Every parent knows how important it is to select a guardian for minor children. Many parents find this decision to be terribly stressful. Here are some tips to help with deciding whom to nominate as the guardian of your child if neither parent is living (or if both parents became incompetent).
In California, there are two types of guardians, guardian of the estate and guardian of the person. The guardian of the estate deals with assets left to a minor child (and not in trust for the minor). This article deals with the guardian of your child’s person.
First, in considering the guardian of the person, take into consideration all of the possible candidates, from each parent’s relatives to your friends and the parents of your child’s friends. Of course, no one is required to act as guardian simply because you nominate them. So eliminate those whom you know would decline to act. With your remaining list of possible candidates, consider these factors:
- Do you want the person only if that person remains married to the current spouse? Or is marital status irrelevant?
- Who has a genuine interest in your child’s welfare and best interest?
- Who has a present relationship with your child (and, if important to you, your family)?
- Does the person possess your desired personal attributes for raising your child? (What are the personal attributes that are important to you?)
- Will the person seek the help that you would want in raising your child?
- Does the person have your desired level of integrity and stability to do what is in your child’s best interest?
- Would the person create the time needed to help raise your child?
- Will the person provide the social, financial, educational, moral, and religious upbringing similar to what you would have provided?
- Will the guardian work well with your child’s trustee (Who has control of your child’s financial inheritance)?
I recommend that nominations of guardian include alternate choices. Your written nomination of guardian should be part of your estate planning documents and consistent with your trust for your minor child.

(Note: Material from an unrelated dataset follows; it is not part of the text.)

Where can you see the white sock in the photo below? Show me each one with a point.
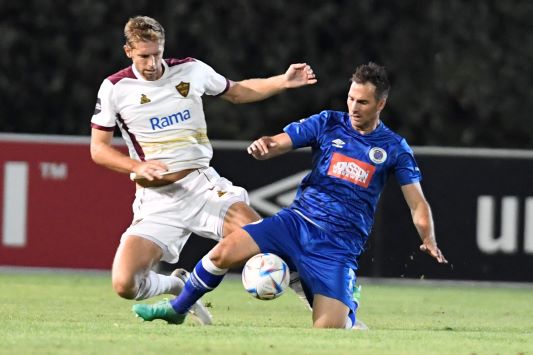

It is essential that you review your selection frequently, especially as your child gets older and as changes happen in your life and residence and in the lives of those whom you nominated as guardians of your child’s person. Revisit this annually.
In California, the determination of who serves as guardian of the person is made by the court’s determination of what is in “the best interest of the child.” Probate Code Section 1514 requires the court to appoint the parent’s nominee who petitions for the position of guardian of the person “unless the court determines that the nominee is unsuitable.” But the law gives the court the ability to consider the child’s preference and to consider what the court believes is in the child’s best interest under the circumstances at that time.
In California, any relative or “other person on behalf of the minor” may seek to become the guardian of the minor’s person. Relative is defined as a spouse, parent, step parent, sibling or half sibling, uncle, aunt, nephew, niece, first cousin, “grand” or “great” relatives, and the spouse of those persons. (Probate Code Section 1513 (g).) Person on behalf of the minor would include whomever the minor’s parent nominated as guardian. Also, in California, once the minor is 12 years old, the minor may petition for appointment of guardian of the person of the minor’s choosing. (Probate Code Section 1510 (a).)